A bit further south is the rather larger town of Beaune, which with some justification likes to consider itself the capital of Burgundy wines. Local names such as Nuits-Saint-Georges, Pommard and Meursault conjure up magnificent reds, but still further south (Burgundy is a large region!) you return to the lovely whites of Pouilly-Fuissé and then you’re on the edge of Beaujolais.
Thanks largely to the heritage of wine, Burgundy has been a rich region and its wealth is reflected in its architecture, whether in the spectacular multicoloured tiles of the Hospices de Beaune or in the churches and cathedrals. And as if it did not already have enough castles, a replica is being built at Guédelon with traditional methods and materials – fascinating to visit. It has also a well-deserved reputation for good food, ranging from the menus du jour of village cafés to the menus gastronomiques of the many restaurants, based on excellent local ingredients and expertise developed over generations.

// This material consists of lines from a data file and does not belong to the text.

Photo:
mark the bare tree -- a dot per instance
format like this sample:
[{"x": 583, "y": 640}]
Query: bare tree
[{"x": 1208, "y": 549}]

Religion has also played a notable part in its history. The Cistercians originated at Citeaux, springing from the major abbey of Cluny which in its time was the centre of an empire of 1,200 monasteries. And the hill-top town and monastery of Vézelay, the starting point for thousands of pilgrimages on their way to Santiago de Campostela in Spain, is nowadays classed as World Heritage site. Near to Cluny, Taizé is today a sacred place for many Christians, with a special appeal to younger people.
The countryside is very varied, thanks to the rivers and hills (we’d call them mountains if they were in England), the vineyards and the forests. Much of it is within easy reach of Joigny.